Detailed Explanation for Students
Step 1: Flow Rate and Velocity Calculation
Determine the flow rate using the inlet pipe’s area and velocity. Then, by applying the principle of conservation of mass, calculate the velocity in the nozzle where the area is smaller.
Step 2: Applying Bernoulli’s Equation
Write the Bernoulli’s equation between two points – the pump inlet and the nozzle exit. Include the additional head (hₚ) provided by the pump to compensate for energy changes due to pressure, kinetic energy, and elevation differences.

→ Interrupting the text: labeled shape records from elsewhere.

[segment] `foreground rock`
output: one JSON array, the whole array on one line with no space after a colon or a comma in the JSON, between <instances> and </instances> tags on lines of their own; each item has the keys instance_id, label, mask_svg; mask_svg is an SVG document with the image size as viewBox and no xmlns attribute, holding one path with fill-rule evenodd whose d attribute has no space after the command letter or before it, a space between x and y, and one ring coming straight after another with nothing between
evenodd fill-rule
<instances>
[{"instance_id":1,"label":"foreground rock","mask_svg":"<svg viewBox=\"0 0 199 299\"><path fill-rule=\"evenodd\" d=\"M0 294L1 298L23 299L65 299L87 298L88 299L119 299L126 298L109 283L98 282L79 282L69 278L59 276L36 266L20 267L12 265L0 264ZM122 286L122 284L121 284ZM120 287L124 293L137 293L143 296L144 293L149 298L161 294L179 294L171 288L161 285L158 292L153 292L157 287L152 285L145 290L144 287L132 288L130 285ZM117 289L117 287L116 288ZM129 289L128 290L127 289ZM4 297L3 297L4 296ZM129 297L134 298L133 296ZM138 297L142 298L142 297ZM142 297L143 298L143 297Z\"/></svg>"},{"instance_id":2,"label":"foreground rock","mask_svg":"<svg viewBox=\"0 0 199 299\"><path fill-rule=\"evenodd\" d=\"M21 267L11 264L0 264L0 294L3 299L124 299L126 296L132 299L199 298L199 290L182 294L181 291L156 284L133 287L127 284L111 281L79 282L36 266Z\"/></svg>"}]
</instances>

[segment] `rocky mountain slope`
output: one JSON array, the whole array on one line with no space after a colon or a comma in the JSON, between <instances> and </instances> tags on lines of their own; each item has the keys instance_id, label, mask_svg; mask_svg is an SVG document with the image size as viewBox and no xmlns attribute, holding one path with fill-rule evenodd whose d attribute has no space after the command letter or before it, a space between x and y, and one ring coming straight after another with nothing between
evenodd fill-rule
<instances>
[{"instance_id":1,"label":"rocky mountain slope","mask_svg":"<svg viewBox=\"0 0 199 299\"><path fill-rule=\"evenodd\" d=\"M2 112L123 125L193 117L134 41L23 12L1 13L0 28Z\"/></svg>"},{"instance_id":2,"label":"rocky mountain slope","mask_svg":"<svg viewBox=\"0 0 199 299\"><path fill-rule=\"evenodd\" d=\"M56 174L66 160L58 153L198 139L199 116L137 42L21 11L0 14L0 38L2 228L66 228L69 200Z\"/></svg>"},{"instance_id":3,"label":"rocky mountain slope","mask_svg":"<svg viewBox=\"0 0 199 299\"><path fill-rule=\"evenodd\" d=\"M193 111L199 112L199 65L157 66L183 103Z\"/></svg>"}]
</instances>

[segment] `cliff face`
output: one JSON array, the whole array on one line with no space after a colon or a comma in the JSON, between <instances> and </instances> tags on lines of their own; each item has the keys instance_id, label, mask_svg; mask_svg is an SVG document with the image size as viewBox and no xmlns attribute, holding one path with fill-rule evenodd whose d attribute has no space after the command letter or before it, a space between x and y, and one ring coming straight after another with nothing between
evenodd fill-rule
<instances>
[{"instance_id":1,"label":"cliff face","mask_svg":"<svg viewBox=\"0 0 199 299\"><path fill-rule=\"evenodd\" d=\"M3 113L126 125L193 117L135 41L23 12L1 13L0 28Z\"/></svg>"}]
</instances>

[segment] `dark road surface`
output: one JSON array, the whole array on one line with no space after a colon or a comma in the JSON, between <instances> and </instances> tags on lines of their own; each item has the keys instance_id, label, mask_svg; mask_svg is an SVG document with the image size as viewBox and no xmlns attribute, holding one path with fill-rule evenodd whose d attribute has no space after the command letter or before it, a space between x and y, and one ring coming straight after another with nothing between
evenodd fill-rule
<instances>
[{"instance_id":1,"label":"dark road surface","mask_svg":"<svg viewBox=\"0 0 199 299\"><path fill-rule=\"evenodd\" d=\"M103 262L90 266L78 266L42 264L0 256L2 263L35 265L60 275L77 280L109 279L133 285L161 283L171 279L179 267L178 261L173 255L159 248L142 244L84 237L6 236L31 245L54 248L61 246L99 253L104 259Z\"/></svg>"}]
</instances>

Step 3: Energy Calculation
With the pump head determined, compute the energy supplied by multiplying the specific weight of water, the flow rate, and the pump head. This provides a measure of the power required from the pump.
This systematic approach integrates fundamental fluid mechanics principles with practical pump operation, illustrating how energy is imparted to a fluid to achieve desired pressure and flow characteristics.